I would say, rather, that they're taking the show's plot in the direction that works best for the show. I read
a review pointing out that this part of the book was mostly messages and threats sent between fleets, which wouldn't be very visual or effective for television, and would be too expensive to depict on the same scale. So interpolating a smaller, more character-driven story inside the narrative worked better for a TV show.
In a way it's depressing, because the book series is up to eight books, and going to have at least one more. There is no way Syfy will commit to the 10-11 seasons that the show would need to wrap up the plot.
It doesn't need to. The books already did that. The purpose of an adaptation isn't to copy the source verbatim; that would be redundant, since the source already exists. The purpose is to use the source as a starting point for creating something new, an alternative exploration of the same ideas. Look how much the
Game of Thrones TV series has diverged from the books (I gather), gone off in its own independent direction. It's become its own thing now, and that's good. Something can't be its best if it's trying to be something it's not. A TV series needs to do what works best as a TV series in its own right, and the books it's based on should only be a source of raw material to be reshaped. If a show creates a rich enough version of its world that it can find entirely new stories to tell that weren't in the books, that's a sign of the show's success and worth.

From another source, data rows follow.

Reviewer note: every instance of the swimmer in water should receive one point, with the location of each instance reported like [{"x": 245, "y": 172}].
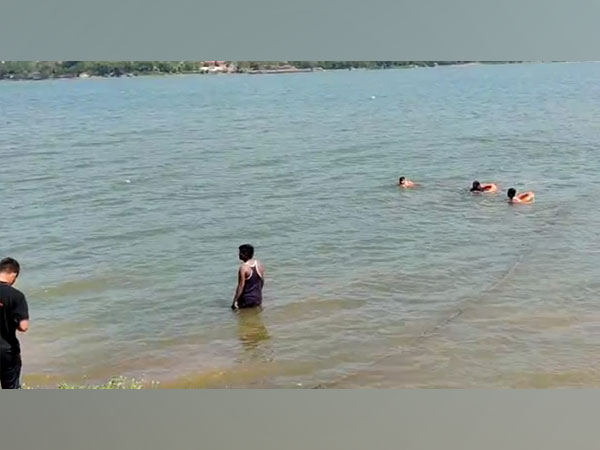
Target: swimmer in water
[
  {"x": 524, "y": 197},
  {"x": 403, "y": 182},
  {"x": 486, "y": 187},
  {"x": 251, "y": 279}
]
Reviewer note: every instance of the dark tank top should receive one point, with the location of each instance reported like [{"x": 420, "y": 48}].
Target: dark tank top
[{"x": 252, "y": 292}]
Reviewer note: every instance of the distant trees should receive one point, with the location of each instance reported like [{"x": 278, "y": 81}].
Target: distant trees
[{"x": 59, "y": 69}]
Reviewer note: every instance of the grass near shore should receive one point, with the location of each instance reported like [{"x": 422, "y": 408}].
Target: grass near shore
[{"x": 113, "y": 383}]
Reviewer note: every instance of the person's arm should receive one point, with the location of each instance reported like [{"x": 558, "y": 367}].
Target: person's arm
[
  {"x": 20, "y": 312},
  {"x": 240, "y": 287}
]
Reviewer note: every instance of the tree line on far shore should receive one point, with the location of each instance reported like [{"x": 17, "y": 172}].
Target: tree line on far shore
[{"x": 69, "y": 69}]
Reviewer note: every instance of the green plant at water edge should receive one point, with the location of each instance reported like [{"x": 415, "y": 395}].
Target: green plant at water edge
[{"x": 113, "y": 383}]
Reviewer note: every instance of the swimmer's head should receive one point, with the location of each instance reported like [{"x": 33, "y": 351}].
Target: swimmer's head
[
  {"x": 246, "y": 252},
  {"x": 9, "y": 270},
  {"x": 476, "y": 186}
]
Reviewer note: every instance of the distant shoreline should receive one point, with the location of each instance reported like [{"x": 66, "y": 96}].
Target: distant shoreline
[{"x": 48, "y": 71}]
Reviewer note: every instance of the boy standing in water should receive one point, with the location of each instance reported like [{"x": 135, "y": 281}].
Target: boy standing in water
[
  {"x": 14, "y": 316},
  {"x": 251, "y": 273}
]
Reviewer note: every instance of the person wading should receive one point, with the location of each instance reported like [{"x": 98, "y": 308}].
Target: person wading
[
  {"x": 251, "y": 279},
  {"x": 14, "y": 316}
]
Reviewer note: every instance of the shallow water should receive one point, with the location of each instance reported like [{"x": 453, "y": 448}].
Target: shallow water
[{"x": 126, "y": 199}]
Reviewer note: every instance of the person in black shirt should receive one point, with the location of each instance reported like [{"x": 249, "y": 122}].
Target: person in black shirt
[{"x": 14, "y": 315}]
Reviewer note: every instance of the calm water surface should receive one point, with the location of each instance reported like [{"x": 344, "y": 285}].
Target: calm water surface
[{"x": 125, "y": 201}]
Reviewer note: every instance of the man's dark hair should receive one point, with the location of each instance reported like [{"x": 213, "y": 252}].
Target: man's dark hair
[
  {"x": 476, "y": 186},
  {"x": 246, "y": 251},
  {"x": 10, "y": 265}
]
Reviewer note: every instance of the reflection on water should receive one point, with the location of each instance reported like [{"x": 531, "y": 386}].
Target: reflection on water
[{"x": 253, "y": 335}]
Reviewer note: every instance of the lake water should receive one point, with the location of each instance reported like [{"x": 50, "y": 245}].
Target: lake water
[{"x": 125, "y": 201}]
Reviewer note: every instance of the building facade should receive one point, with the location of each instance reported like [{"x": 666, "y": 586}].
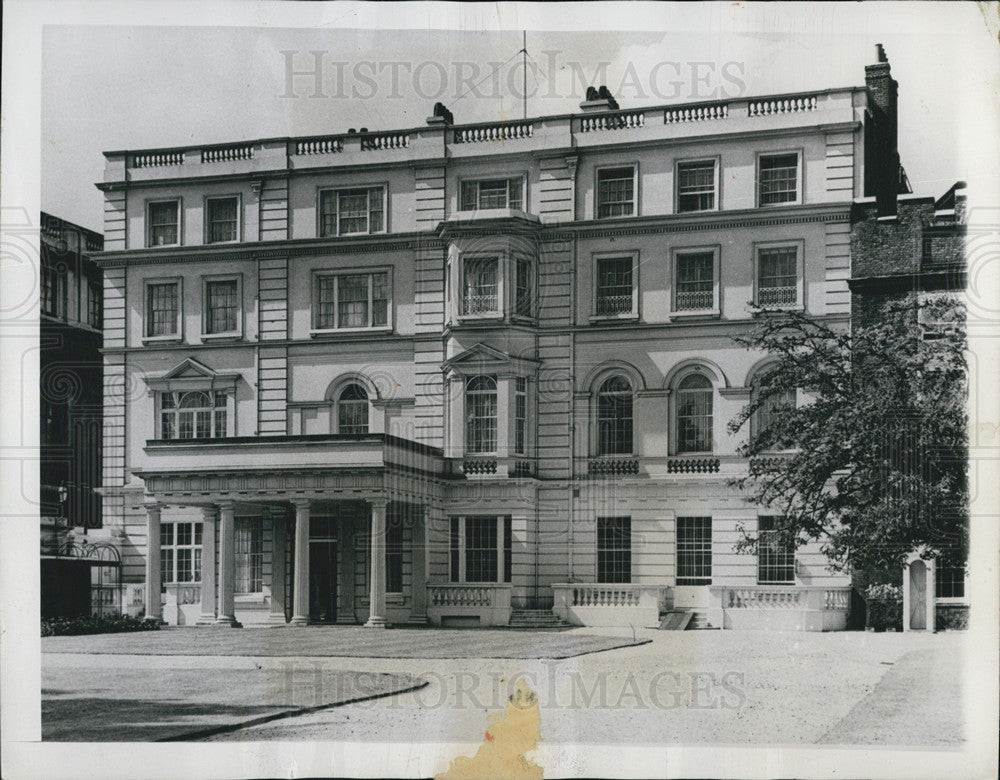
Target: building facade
[{"x": 459, "y": 373}]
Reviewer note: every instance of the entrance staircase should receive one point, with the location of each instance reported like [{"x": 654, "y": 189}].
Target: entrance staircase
[{"x": 535, "y": 619}]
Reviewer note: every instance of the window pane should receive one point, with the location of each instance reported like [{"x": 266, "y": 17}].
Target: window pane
[
  {"x": 696, "y": 186},
  {"x": 777, "y": 281},
  {"x": 222, "y": 219},
  {"x": 614, "y": 417},
  {"x": 223, "y": 306},
  {"x": 615, "y": 196},
  {"x": 614, "y": 286},
  {"x": 695, "y": 284},
  {"x": 481, "y": 549},
  {"x": 325, "y": 302},
  {"x": 777, "y": 179},
  {"x": 352, "y": 299},
  {"x": 161, "y": 309},
  {"x": 694, "y": 550},
  {"x": 163, "y": 223},
  {"x": 614, "y": 549},
  {"x": 775, "y": 553},
  {"x": 481, "y": 286}
]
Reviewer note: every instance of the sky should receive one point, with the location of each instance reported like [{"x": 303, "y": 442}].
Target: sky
[{"x": 133, "y": 87}]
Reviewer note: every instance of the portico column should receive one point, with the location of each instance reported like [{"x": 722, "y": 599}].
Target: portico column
[
  {"x": 154, "y": 605},
  {"x": 376, "y": 598},
  {"x": 227, "y": 564},
  {"x": 277, "y": 611},
  {"x": 418, "y": 578},
  {"x": 209, "y": 514},
  {"x": 300, "y": 588}
]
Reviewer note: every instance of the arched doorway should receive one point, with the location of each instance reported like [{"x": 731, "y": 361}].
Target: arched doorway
[{"x": 918, "y": 595}]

Granted, there are movie series like
Harry Potter and
The Hunger Games that have been fairly faithful adaptations of their source books, but that's easier to do in movies, with a finite number of installments. And both did make some adjustments and elisions to the source stories. And there's no telling how much potential they wasted by not diverging more. If you run the same experiment twice, with different variables, you're going to get different results, and it's good to follow where they lead instead of resisting them.